First, it indicates that more people understand disease ecology in a more geographically complex manner. Second, since the discursive shift guides new types and levels of transnational health governance, it highlights a strong ideational component to international relations, at least within the health sector. Substantiating and further developing these assertions requires explication of (1) disease as a constructed phenomenon, (2) the relationship between globalization and health, particularly cognitive dimensions thereof, and (3) the relationship between conceptual shifts and policy in international society.
Health as a constructed phenomenon Central to understanding shifting concern about health is the fact that it is a deeply socially constructed phenomenon.

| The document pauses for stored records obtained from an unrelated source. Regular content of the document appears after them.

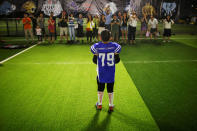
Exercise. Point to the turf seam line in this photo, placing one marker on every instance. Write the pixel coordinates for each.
(9, 58)
(126, 62)
(136, 38)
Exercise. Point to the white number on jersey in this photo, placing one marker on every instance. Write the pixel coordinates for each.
(110, 59)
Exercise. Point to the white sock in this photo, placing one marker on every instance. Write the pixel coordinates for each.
(100, 98)
(111, 98)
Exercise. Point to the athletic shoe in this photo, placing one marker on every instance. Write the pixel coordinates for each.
(111, 109)
(98, 107)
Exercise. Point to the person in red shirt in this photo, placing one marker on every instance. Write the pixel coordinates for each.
(27, 27)
(51, 28)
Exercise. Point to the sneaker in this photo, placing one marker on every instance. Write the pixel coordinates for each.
(111, 109)
(98, 107)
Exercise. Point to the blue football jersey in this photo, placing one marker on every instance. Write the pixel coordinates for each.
(106, 60)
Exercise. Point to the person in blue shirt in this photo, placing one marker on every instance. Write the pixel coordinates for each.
(80, 28)
(108, 16)
(71, 28)
(106, 55)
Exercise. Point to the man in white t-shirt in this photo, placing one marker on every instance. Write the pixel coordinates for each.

At first, this statement may sound absurd. How can a biological process be socially constructed, especially in this era of high science? Yet, scholars in many disciplines see health, particularly infectious disease, as a phenomenon that both reflects and creates social meaning and boundaries.
Within this broad category of research, key areas of study include the changing meaning of disease in societies, the role of scientific innovations, differences between societies and the way the meaning of disease affects individuals and groups within societies as well as relationships between them. This literature yields three particularly relevant insights. First, preexisting social norms and culture affect the understanding of health and illness. Disability, for example, can be seen as a social experience that arises from specific ways that society is organized.
Scientists showed that the discourse of microbiology reflects certain gendered and militarized elements of Western culture. Second, previous research has shown that specific diseases, particularly those that are least understood, become imbued with meanings, creating broad social ramifications. Historically, people saw diseases such as cholera as a sign of divine wrath. In more recent times, the associations are more secular, but still significant, often linking disease to stigmatized groups in society. Hence, scientists call AIDS an "epidemic of signification," because it has fluctuating social meanings.
First known as the "gay plague" and a disease of no risk to women, AIDS became known alternately as a Haitian disease, a disease that affects everyone, an African disease and now, increasingly, a disease of the former Soviet Union and of women. Third, changing ideas about health exist in a complex and dynamic relationship with technological developments and social institutions. As Tomes (2000: 192) writes, The historical study of disease teaches us, if nothing else, that a culture's attentiveness to a perceived health risk is determined not only by statistics but also by a broad range of other factors.
Whether a disease is deemed newsworthy, so that the media cover it and reinforce its importance; whether it has commercial potential to sell products or services, so that advertising amplifies concern about its avoidance; and whether its incidence reflects other social problems, so that activists and reformers become invested in its prevention are all factors that help to determine which disease phenomena stake a claim on the popular imagination.